Skip to content
Neal W Morton edited this page Jul 25, 2015 · 2 revisions

Pattern Classification

Preparing data

Any pattern object can be classified. Each element of the associated events structure must contain enough information to determine which class each event belongs to. Also, if you're using cross-validation, the events structure must have a field or fields that contain information for splitting up the data for cross-validation iterations.

Cross-validation

Usually the ability of a pattern classifier to generalize to a new dataset is assessed using a cross-validation or leave-one-out method. For example, the classifier might be trained on all but one block of an experiment, then tested on the remaining block. This process is repeated so that each block is tested, and then performance is averaged over the cross-validation iterations. Cross-validation is accomplished using classify_pat. Iterations can be defined using the events structure through the selector input.

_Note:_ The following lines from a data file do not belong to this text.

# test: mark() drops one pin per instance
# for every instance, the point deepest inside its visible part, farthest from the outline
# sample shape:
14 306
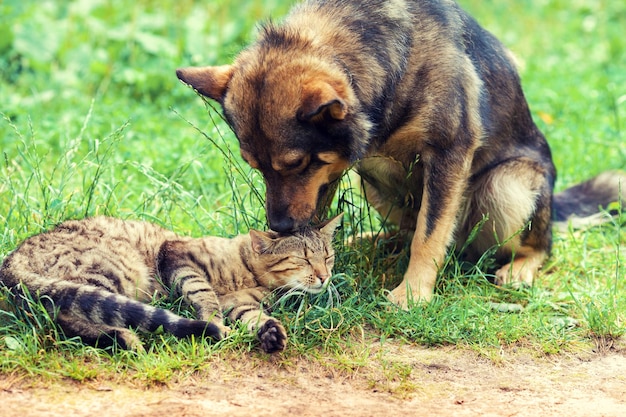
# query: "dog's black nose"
282 224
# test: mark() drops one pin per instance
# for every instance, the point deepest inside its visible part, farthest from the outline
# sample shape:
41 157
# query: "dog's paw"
272 336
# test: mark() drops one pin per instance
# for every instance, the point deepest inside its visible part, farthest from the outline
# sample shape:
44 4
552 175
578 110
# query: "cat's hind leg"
99 335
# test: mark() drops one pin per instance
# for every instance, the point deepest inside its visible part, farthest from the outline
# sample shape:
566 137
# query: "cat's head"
302 260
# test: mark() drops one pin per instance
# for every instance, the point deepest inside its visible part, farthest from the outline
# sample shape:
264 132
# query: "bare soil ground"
399 380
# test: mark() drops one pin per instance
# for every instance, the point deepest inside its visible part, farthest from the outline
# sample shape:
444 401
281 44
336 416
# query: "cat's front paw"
272 336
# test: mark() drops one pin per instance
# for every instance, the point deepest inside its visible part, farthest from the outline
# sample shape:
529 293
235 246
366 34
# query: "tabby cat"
99 273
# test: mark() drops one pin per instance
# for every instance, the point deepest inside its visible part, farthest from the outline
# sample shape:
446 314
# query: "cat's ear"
328 227
261 241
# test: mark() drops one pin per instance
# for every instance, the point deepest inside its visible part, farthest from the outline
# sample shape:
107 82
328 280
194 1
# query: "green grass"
95 122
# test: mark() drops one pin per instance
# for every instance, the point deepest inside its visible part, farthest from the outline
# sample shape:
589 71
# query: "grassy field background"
94 121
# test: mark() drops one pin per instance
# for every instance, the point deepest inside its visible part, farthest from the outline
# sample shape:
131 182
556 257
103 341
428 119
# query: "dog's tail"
583 204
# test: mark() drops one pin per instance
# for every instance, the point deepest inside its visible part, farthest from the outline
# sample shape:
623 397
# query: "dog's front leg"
445 179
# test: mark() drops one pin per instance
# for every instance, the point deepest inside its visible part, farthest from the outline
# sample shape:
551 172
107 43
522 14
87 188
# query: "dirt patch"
398 380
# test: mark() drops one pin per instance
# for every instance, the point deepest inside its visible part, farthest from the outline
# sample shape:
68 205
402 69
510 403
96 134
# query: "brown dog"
429 106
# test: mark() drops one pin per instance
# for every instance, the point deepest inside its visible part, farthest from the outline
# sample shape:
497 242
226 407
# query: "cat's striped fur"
99 274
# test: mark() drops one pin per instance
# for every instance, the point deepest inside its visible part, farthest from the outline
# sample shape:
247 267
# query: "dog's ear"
321 102
208 81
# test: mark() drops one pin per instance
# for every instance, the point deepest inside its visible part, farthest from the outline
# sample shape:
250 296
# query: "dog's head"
295 123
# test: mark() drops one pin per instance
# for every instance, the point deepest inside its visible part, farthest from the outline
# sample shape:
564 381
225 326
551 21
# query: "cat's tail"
91 312
582 204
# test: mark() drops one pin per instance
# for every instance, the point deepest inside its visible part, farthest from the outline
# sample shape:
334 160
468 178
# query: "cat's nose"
323 276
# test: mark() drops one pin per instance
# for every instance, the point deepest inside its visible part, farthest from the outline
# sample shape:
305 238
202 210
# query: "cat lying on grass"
96 276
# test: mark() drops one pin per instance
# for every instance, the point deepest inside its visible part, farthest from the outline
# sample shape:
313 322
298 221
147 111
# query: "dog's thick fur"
426 103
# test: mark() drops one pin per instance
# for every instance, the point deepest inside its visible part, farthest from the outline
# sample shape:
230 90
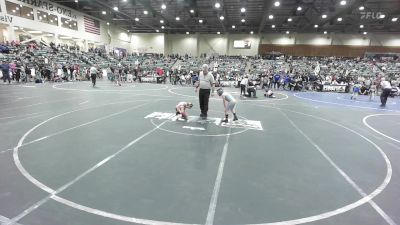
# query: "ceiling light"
35 32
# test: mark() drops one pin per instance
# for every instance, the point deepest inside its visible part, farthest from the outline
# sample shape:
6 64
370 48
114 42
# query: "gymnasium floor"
71 154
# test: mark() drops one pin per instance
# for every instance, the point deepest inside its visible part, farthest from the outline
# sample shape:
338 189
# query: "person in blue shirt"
286 81
5 68
277 78
229 104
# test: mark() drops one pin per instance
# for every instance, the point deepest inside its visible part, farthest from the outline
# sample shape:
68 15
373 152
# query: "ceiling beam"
146 4
132 20
264 17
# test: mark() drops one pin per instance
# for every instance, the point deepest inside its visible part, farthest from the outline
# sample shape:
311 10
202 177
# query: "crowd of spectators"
39 62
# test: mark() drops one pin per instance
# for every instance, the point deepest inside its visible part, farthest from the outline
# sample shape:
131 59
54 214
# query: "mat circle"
99 212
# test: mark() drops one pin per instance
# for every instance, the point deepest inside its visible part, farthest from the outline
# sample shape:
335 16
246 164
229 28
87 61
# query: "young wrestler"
356 90
372 92
229 104
181 109
269 94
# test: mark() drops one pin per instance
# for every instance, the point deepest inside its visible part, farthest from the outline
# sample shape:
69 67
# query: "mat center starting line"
243 124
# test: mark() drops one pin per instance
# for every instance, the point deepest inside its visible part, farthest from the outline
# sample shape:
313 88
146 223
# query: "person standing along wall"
205 84
93 75
386 89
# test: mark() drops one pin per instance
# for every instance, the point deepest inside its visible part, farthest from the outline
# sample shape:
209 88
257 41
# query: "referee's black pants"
385 94
242 89
204 96
93 76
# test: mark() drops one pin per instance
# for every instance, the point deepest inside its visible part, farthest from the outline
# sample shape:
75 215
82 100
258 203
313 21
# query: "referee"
386 89
206 83
93 75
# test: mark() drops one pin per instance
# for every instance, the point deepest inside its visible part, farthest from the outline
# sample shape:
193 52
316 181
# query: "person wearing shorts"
181 109
386 89
356 91
93 75
206 84
229 104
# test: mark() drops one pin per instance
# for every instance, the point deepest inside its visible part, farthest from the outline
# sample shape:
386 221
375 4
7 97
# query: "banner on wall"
6 18
50 7
246 44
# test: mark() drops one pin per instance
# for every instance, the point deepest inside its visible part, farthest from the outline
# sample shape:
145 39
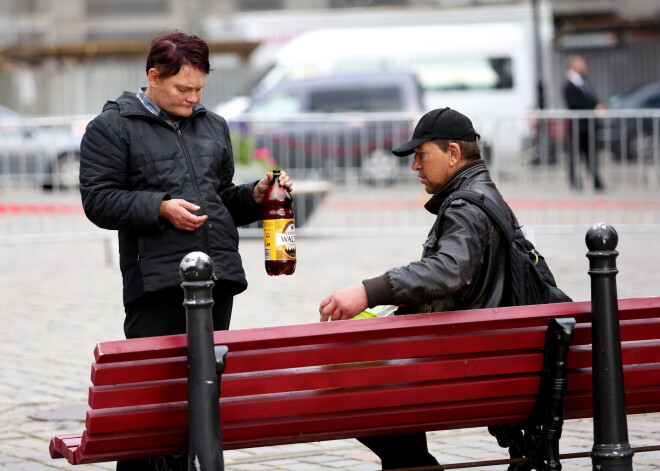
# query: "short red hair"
170 52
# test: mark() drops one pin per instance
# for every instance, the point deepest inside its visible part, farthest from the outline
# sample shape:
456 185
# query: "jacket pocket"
430 246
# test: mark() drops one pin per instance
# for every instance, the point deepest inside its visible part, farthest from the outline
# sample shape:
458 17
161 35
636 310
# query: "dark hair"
170 52
469 149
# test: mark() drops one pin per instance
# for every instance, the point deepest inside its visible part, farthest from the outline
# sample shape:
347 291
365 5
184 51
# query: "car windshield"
6 113
643 96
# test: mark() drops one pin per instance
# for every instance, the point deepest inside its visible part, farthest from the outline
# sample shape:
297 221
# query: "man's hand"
178 212
259 190
344 304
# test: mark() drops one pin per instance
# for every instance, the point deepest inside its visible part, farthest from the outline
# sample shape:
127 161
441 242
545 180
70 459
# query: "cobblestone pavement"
58 300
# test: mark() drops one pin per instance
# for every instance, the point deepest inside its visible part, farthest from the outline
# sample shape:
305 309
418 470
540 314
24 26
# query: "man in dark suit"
579 95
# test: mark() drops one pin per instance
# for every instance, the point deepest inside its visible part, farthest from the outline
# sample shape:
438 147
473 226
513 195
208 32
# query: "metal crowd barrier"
349 183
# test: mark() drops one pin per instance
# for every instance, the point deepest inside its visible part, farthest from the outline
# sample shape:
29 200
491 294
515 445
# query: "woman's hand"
259 190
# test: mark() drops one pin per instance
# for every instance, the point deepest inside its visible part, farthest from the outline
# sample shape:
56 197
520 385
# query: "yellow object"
377 311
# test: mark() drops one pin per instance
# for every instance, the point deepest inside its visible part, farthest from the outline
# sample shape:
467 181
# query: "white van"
481 64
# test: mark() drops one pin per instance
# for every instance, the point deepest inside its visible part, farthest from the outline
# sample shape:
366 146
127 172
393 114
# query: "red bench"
356 378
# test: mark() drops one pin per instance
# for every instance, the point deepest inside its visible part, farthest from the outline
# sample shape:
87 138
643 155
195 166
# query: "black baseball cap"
443 123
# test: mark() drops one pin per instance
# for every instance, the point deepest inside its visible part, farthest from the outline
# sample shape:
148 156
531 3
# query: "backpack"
530 278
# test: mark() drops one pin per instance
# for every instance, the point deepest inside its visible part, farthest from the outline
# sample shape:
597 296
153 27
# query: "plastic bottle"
279 229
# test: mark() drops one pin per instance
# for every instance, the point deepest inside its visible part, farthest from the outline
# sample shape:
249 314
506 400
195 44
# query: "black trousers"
405 450
163 313
586 153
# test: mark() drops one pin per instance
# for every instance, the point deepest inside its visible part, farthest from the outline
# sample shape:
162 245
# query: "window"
256 5
127 7
464 74
276 103
365 99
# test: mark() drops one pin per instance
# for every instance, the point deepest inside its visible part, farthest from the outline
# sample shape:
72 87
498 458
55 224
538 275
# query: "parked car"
41 150
632 137
337 121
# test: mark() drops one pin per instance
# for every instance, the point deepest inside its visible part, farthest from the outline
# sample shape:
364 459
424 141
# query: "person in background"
580 95
157 167
463 262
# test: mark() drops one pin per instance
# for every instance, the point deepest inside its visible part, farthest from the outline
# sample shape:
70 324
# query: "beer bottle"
279 229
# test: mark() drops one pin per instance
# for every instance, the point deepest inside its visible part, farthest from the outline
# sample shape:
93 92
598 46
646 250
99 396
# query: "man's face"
433 165
176 95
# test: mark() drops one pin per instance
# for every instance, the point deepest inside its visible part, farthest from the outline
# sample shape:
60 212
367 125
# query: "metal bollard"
611 450
204 443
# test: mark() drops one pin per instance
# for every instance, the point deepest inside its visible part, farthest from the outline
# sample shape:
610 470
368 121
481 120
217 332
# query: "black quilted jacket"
131 160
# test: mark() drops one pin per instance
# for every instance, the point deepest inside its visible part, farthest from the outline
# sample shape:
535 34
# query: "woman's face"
177 94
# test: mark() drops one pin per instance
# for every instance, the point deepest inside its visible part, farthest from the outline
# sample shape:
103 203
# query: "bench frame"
534 441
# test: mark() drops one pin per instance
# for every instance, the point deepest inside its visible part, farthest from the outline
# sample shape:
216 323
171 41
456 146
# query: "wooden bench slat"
578 405
325 377
160 368
333 353
363 330
311 402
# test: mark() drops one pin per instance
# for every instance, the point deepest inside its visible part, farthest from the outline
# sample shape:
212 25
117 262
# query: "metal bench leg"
538 440
204 442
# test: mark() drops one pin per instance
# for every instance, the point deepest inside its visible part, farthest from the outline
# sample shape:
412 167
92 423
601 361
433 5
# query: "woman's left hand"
259 190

Testing on a different set of events

In some cases you might instead want to train on one set of events, and test on another. In this case where cross-validation is not necessary, you should use classify_pat2pat. It allows you to train the classifier on one pattern and test on another.

Classifiers

The toolbox supports all of the classifiers available in the Princeton MVPA toolbox.

Performance metrics

The toolbox supports all of the performance metrics available in the Princeton MVPA toolbox. After classification is complete, you can convert the performance results into a new pattern using create_perf_pattern. This then allows you to plot classifier performance using any plotting function in the toolbox, or run follow-up statistics such as comparing classification performance for different conditions.

Writing extensions

Classifiers

See mvpa/core/template/train_template.m, test_template.m, and perfmet_template.m for examples of how to write new training, testing, and performance metric functions, respectively.

Feature selection

Feature selection functions are applied to the training set before learning on each cross-validation iteration. They output a p-value which is thresholded at a given alpha value to determine which features will be used for training. Feature selection functions must have the form:

p = my_feature_select_function(train_pattern, train_targets, ...)

Where train_pattern is an (observations) X (features) matrix, train_targets is a (observations) X (class) matrix (see MVPA documentation for details), and p is a vector giving the p-value for each variable. You may also use additional constant inputs. Note that, at the point that the function is applied, all dimensions besides observations (events) have been combined. So, for example, if you have voltage values at 129 electrodes and 10 time points measured at 100 observations, you will have a 100 X 1290 train_pattern.